Eugénie snelde overigens wel wankel naar beneden. Mirabelle volgde zeer behoedzaam. Gérard stond bij de pomp. Inderdaad achter het dorp stegen rookwolken op, rood verlicht, soms gelig.
‘Brand en hoe!’, zei Gérard.
Ze zeiden het geen van drieën, maar de richting was die van de kippen-boerderij.
‘Kom we gaan kijken of we kunnen helpen’, zei Gérard tegen Eugénie. Hij haalde zijn auto te voorschijn en reed de tweede achtereenvolgende avond naar de kippenboerderij.
Mirabelle stond bij de pomp en naast haar stond het zwarte paard van de vruchtenhandelaar.
Ze pakte het bij zijn manen en trok er hard aan. Het dier was veel gewend en bewoog zich nauwelijks. Toen trok ze het mee in de richting van het bos en naar de eik. Ze zag daar nog wel de rode weerschijn in de lucht, maar niet meer de snelle rookwolken omhoog stuwen en niet de wisselende kleuren van de rook, of de helderheid ervan, die de hevigheid van het vuur verrieden.
Ze kende de boerderij van Jean niet goed. Van vroeger nog wel, als ze er langs kwam op weg naar de school in het volgende dorp. Zij was al van
school af, toen Jean nog niet geboren was!

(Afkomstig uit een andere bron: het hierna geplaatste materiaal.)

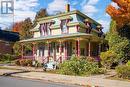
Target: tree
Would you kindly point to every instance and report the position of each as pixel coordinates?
(121, 16)
(119, 47)
(17, 27)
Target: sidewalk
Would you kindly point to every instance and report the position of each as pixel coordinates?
(98, 80)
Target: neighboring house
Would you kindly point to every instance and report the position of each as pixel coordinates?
(57, 38)
(7, 40)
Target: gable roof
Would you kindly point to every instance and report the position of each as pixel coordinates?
(68, 13)
(9, 36)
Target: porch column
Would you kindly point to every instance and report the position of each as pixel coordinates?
(33, 50)
(89, 48)
(99, 48)
(65, 47)
(22, 49)
(60, 51)
(54, 52)
(48, 52)
(78, 47)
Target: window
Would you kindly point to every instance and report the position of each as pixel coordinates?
(64, 26)
(82, 52)
(45, 29)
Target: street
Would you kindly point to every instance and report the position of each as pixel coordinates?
(22, 82)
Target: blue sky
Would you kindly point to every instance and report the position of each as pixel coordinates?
(28, 8)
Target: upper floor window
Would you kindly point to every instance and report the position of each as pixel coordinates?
(45, 29)
(64, 27)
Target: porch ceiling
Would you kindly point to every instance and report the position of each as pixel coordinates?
(83, 36)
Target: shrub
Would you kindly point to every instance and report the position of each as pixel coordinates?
(24, 62)
(128, 63)
(79, 66)
(108, 58)
(17, 62)
(7, 58)
(123, 71)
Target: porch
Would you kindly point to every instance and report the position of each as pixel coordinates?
(60, 49)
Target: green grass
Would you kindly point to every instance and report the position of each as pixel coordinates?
(117, 78)
(2, 67)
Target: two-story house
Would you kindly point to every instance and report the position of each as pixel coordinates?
(57, 38)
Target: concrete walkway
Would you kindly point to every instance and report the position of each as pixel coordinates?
(98, 80)
(93, 81)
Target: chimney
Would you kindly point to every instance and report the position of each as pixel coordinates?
(67, 7)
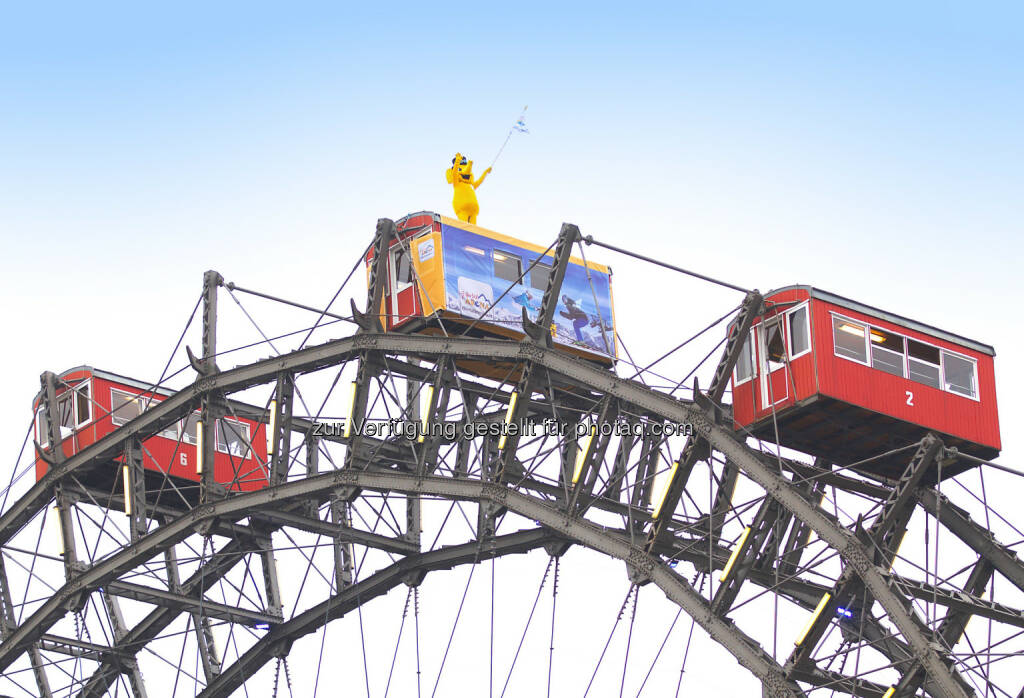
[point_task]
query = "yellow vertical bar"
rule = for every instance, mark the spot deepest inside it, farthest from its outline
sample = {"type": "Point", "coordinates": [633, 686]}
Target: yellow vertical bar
{"type": "Point", "coordinates": [810, 623]}
{"type": "Point", "coordinates": [127, 484]}
{"type": "Point", "coordinates": [735, 554]}
{"type": "Point", "coordinates": [426, 401]}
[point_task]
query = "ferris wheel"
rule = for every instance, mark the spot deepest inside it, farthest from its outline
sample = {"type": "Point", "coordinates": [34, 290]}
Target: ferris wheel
{"type": "Point", "coordinates": [481, 417]}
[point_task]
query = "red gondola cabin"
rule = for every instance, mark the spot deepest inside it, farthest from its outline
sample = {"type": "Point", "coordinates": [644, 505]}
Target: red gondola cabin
{"type": "Point", "coordinates": [449, 273]}
{"type": "Point", "coordinates": [847, 382]}
{"type": "Point", "coordinates": [93, 403]}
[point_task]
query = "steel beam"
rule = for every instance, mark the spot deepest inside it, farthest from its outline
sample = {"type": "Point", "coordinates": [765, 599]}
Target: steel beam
{"type": "Point", "coordinates": [697, 446]}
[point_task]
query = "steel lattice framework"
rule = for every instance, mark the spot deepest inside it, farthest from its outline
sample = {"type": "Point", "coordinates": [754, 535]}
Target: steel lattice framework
{"type": "Point", "coordinates": [207, 563]}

Zijn vader was een vriendelijke man, de Vogèl en als hij hen achterop reed, mochten ze meerijden.
Er moest die dag veel gebeurd zijn op de kippenboerderij.
Ze zat in angst over Jean. Ja, wat noem je in angst zitten. Ze kon niet meer denken, niet meer hopen, zich niets meer realiseren, niets verwachten. ‘Het gaat nooit zoals je het hoopt en nooit zoals je het vreest’, zei haar vader vroeger.
Het bos was donker. Maar ze hoorde de eerste zevenslapers al luider dan ooit fluitend en zizizi roepend vol drift en noodzaak om te paren en het voeden van de jongen achter de rug te hebben, vóór het op het zich vetvreten voor de volgende winterslaap aankwam.
De moeder van Jean had de hele avond samen met haar zoons aan de tafel gezeten. De hele avond met dezelfde krant en de hele avond zonder één keer een blad om te slaan. Dat gebeurde wel meer, maar het was geen goed teken. Als Jean en zijn broer elkaar niet zo haatten zou hij hem tegen zijn been geduwd hebben en met zijn ogen naar de moeder gewezen hebben.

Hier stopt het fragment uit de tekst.